Значит, пистолет они оставили. Им не нужен был этот старый ТТ. Берите, мол, свое добро, стреляйте. В стволе не было нагара. Я извлек из рукоятки обойму - в ней желтели патроны. Абросимов ни разу не успел выстрелить. Наверно, они подскочили неожиданно, ловкие ведь были ребята, поднаторевшие в лесном разбое. А может, он не сумел заставить себя выстрелить в человека или просто испугался? От настоящего испуга немеют руки и ноги, а мочевой пузырь вдруг становится переполненным, как будто ты только что выдул целое ведро. В первом бою, когда я увидел фрицев, не тех уродливых карликов или людоедов, что рисуют художники, а людей - живых, разгоряченных, в мундирах, подпоясанных ремнями, в сапогах и пилотках, с разинутыми от крика или от страха ртами зубы блестели от слюны, - я так и не мог нажать на спуск. Я нажал, когда немцы уже побежали обратно. Я стрелял в спины. Страх прошел, как только исчезли лица. Потом я долго мочился в окопе. Мне казалось, я залью весь окоп - столько во мне вдруг оказалось жидкости. Кукаркин, тот смеялся, а Дубов отнесся к происшествию серьезно. Он сказал, что все нормально, так и должно быть, что в природе все продумано и к месту. Мужику, к примеру, даже такому дураку, как Кукаркин, она дала штаны, потому что стыдно ходить без штанов по улице. Дала голову, чтобы было на чем держаться пилотке. И она же, природа, устроила так, что человек боится убить другого человека. Очень боится. И это нормально, иначе черт знает что творилось бы. В мирное время только уголовник-выродок или псих какой-нибудь может решиться на убийство. А вот в войну приходится и хорошему человеку учиться убивать. И очень это нелегко дается, так что все правильно, подмывай, Капелюх, стенки окопа, авось не обвалятся.
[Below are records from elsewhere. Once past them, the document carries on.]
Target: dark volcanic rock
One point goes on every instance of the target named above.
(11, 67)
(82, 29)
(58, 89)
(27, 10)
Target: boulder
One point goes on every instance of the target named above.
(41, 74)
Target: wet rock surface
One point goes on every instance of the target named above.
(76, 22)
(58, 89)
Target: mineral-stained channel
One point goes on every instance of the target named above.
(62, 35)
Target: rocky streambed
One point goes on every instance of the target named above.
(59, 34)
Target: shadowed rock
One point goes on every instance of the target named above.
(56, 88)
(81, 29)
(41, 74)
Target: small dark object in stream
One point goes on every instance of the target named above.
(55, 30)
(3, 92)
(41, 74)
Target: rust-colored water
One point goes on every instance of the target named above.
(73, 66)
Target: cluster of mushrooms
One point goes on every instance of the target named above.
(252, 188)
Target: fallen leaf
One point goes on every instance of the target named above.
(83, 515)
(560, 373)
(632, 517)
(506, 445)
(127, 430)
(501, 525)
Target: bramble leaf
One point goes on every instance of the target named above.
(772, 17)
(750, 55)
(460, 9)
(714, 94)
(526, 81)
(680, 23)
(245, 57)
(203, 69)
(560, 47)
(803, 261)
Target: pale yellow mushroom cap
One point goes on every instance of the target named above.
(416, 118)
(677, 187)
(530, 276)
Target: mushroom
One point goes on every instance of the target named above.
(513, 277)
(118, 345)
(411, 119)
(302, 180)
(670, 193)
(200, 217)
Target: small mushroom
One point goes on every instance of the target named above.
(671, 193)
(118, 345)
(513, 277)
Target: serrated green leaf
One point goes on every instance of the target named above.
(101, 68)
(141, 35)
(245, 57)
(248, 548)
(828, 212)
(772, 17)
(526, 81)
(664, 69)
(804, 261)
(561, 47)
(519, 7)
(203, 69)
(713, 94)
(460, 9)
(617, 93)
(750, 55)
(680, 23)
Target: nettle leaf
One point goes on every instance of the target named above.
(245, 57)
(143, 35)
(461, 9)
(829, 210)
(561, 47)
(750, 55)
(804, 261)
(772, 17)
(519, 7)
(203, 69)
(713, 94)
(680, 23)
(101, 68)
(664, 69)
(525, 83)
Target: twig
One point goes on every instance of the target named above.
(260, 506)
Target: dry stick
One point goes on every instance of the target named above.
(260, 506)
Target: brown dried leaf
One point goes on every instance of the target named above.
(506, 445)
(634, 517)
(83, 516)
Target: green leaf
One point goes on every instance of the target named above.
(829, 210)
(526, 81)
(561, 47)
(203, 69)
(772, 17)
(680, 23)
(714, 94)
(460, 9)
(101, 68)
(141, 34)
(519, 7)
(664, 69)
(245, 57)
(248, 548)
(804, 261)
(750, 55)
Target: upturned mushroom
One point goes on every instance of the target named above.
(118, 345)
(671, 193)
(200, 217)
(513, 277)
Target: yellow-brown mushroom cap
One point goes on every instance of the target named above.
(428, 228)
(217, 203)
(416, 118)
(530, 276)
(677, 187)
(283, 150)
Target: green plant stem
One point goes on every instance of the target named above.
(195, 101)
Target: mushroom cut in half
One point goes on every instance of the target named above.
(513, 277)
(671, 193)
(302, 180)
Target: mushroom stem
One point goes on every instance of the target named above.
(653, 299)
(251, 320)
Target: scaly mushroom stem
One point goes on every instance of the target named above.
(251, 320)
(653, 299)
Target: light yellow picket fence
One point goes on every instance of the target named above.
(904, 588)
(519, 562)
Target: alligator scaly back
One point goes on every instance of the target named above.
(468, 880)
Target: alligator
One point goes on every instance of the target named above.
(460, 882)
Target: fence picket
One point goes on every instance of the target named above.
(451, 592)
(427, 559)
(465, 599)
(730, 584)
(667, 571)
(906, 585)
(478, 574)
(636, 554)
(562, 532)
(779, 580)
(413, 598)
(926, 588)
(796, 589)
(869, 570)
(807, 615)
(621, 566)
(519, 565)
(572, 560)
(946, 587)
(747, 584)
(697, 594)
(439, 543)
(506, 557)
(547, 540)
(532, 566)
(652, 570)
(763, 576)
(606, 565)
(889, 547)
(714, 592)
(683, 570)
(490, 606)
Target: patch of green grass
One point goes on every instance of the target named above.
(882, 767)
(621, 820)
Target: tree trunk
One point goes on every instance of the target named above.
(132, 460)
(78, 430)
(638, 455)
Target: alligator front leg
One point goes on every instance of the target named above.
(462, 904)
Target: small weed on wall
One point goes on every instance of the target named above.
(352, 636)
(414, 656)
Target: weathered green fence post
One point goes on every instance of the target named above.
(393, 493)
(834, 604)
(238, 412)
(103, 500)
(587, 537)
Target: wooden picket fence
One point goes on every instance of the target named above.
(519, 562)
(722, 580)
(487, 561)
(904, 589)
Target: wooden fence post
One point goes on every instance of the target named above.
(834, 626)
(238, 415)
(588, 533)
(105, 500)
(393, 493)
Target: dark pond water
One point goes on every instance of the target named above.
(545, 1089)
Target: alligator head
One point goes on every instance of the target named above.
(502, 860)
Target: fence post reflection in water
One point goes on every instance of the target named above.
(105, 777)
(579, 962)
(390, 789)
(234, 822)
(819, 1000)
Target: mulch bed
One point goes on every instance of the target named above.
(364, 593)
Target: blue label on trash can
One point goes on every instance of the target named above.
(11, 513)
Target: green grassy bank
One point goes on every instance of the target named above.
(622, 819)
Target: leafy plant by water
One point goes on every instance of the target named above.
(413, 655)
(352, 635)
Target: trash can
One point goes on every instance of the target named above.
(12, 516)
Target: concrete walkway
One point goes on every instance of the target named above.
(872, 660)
Наверно, Абросимов просто не смог заставить себя выстрелить в человеческое лицо... Ведь у них были обыкновенные человеческие лица, и рука его онемела. Меня в лихой час выручили ребята. Поддержали. А этот мальчишечка оказался один в самую трудную минуту своей жизни. И тут я понял, почему он рвался в Глухары со своим этим "планом помощи в работе" и "обобщенным опытом". Он напрашивался в друзья. Как это я сразу не догадался? Я был гораздо ближе ему, чем пятидесятилетний Гупан или молчаливый, бессонноглазый капитан, который со всеми держал себя так, что чувствовалась дистанция. Я был его поколения, всего на четыре года старше, но зато успел повоевать, и в анкете у меня были перечислены всякие военные заслуги и медали, работа в разведке... Вот Абросимов и придумал этот "план помощи" и поездку в Глухары: ему надо было стать вровень со мной, чтобы заслужить право на дружбу. И еще ему надо было доказать, что он храбрый парень и не боится отправиться один, со своим ТТ, через леса. Наверно, он никого не предупредил о поездке. Дурак я, ничего не понял. Я отнесся к нему легкомысленно. Во мне проявилась пренебрежительность старшего, которая так ранит тех, кто смотрит снизу вверх, и которая совершенно незаметна тем, кто уже забрался на ступеньку повыше. Правильно сказано, что люди чувствительны к обидам, но только не к тем обидам, которые они наносят сами. Дурак я, ох, дурак! Мне бы ответить ему: "Не приезжай, не надо, лучше я сам прикачу..." А что я сказал ему? Кажется, "валяй" или что-то в этом роде. Наверняка он обиделся и решил доказать, что я зря отнесся к нему свысока. Это я, не думая о том, вызвал его в Глухары, я!